@matt we have been incrementally switching over from Redshift and have thus far gotten by with a single small warehouse for everything. However, we are basically at our limit there now and will need to break it out soon. So my first-hand experience is so far limited but my understanding of warehouses is you want to consider a few things:
-
The biggest cost with Snowflake is warehouse usage, which is dependent on a combination of the size of the warehouse and how many minutes it runs.
-
The bigger the warehouse, the faster things run. So it’s very possible a big query can be cheaper to run on a large warehouse than a small, because although a large warehouse costs more per minute to run, the query takes less time to run than on a small warehouse.
It’s recommended to configure a warehouse to auto-suspend. This will pause the warehouse after a specified period of inactivity (thus stop the billing).
For us, because of how Stitch loads data it is running a small warehouse almost 24/7, but not using the full capacity of the warehouse. So we have so far been able to get by with our dbt modeling and BI tool on the same warehouse without too much issue (thus minimizing our billing costs). However, we moved over some of our data science jobs and are pretty close to separating things out now.
What’s “best” is likely different for a lot of organizations. For example, if you have some data science models that run once a week that use a lot of compute, but infrequently, you may assign them their own XL warehouse, which you only get billed for when they run. If you have a lot of BI users and want to ensure they never compete with ingestion or data science computing you could give the BI tool it’s own warehouse.
However, if you give Stitch it’s own warehouse, and Segment it’s own warehouse, and Looker it’s own warehouse, and dbt it’s own warehouse, and Airflow it’s own warehouse, and the most any of these ever use is 20% of the compute capacity then you’ve probably over-optimized and are paying more than you need to.

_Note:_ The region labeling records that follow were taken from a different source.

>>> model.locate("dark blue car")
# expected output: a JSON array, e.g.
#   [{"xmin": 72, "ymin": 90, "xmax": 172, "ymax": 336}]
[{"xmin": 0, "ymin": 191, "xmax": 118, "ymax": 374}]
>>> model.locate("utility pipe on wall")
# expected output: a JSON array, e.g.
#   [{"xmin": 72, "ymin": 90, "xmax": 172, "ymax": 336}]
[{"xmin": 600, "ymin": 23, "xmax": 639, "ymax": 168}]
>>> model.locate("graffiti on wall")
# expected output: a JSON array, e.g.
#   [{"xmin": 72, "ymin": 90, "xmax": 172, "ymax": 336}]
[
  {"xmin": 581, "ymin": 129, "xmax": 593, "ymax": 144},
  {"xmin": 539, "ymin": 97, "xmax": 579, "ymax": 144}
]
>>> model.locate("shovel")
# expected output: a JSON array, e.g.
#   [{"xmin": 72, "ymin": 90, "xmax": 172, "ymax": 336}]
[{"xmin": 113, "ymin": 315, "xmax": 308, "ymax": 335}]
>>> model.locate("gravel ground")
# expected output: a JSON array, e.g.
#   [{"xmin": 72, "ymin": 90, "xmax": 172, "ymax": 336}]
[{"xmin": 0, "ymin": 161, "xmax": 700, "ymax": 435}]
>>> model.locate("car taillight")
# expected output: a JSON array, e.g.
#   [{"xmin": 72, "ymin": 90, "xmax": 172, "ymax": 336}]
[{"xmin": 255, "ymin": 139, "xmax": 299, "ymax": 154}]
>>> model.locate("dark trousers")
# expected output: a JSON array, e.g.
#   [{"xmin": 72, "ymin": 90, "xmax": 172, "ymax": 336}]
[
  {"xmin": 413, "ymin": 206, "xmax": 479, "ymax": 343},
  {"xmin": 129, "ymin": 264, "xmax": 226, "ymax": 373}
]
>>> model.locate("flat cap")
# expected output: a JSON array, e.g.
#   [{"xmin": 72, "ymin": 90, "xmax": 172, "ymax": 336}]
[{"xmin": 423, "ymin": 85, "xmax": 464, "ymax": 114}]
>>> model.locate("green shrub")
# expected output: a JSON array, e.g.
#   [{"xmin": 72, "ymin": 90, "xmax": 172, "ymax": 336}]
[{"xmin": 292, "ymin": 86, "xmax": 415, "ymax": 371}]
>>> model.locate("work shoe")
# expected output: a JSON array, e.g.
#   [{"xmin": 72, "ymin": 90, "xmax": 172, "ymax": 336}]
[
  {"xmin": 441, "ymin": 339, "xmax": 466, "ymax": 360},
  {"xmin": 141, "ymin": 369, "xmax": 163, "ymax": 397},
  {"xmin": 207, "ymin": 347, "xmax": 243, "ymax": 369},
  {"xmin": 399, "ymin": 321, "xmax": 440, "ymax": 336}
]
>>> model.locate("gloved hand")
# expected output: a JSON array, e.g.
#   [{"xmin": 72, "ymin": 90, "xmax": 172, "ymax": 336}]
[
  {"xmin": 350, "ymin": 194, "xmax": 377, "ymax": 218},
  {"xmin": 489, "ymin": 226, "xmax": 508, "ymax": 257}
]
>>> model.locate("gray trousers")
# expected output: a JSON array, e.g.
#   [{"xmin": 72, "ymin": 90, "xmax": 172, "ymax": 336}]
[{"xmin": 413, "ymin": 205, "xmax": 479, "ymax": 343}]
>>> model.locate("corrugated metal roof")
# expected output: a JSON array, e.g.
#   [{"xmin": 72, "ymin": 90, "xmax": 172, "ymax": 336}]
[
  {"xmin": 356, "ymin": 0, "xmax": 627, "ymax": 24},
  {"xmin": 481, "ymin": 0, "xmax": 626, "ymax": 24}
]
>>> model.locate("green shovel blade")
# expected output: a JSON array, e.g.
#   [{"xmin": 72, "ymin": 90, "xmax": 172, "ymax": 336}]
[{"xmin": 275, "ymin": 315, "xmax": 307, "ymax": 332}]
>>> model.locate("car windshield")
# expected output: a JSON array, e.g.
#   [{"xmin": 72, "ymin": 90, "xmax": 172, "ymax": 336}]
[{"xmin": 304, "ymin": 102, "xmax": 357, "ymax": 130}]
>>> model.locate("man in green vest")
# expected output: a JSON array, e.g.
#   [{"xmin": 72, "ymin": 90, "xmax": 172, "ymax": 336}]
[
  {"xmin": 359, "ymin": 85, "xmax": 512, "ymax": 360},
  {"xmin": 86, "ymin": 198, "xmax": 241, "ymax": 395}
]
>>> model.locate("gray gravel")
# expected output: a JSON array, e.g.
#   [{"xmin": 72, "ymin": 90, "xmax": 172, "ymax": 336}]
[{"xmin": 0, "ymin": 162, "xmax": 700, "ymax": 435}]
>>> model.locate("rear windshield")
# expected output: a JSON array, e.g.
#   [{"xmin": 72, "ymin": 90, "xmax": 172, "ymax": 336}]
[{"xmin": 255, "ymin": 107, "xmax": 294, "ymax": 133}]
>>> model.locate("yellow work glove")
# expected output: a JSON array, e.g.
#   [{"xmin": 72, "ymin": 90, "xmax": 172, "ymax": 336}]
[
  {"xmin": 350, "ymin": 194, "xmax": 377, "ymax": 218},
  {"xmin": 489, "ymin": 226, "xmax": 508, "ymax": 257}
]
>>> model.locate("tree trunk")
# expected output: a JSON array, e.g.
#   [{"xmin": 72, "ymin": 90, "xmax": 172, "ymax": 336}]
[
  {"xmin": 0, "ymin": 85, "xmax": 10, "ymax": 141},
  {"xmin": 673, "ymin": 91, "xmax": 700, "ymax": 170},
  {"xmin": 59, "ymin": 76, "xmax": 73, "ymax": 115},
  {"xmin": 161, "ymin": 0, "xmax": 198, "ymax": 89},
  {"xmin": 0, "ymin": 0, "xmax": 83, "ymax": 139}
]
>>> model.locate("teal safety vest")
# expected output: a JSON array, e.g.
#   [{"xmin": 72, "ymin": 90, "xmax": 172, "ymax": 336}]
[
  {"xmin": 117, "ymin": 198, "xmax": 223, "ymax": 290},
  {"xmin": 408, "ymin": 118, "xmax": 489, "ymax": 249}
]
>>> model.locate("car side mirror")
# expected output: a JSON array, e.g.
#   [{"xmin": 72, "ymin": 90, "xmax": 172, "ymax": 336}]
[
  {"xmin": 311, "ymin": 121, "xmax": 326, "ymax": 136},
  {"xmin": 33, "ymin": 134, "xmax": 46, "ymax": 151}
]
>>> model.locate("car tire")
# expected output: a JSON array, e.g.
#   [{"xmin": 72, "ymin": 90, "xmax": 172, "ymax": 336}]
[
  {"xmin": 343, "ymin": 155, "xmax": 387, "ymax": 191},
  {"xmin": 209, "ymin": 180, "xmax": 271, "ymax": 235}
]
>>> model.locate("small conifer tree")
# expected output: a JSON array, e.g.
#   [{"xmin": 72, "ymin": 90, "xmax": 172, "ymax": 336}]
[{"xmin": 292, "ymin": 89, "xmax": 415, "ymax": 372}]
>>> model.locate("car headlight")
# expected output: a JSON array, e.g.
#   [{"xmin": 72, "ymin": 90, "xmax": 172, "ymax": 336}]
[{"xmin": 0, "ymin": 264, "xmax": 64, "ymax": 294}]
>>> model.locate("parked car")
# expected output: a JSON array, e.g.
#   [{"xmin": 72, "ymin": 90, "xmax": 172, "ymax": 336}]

With that in mind, I think warehouse naming conventions are probably dependent on what you are assigning them to. I think what you have makes sense if you just want to make sure BI users aren’t impacted by ETL compute, and you can get by with a single warehouse for ETL compute. Warehouses are also pretty easy to create and delete and reassign so I think the consequences of warehouse naming conventions aren’t the same as with a database.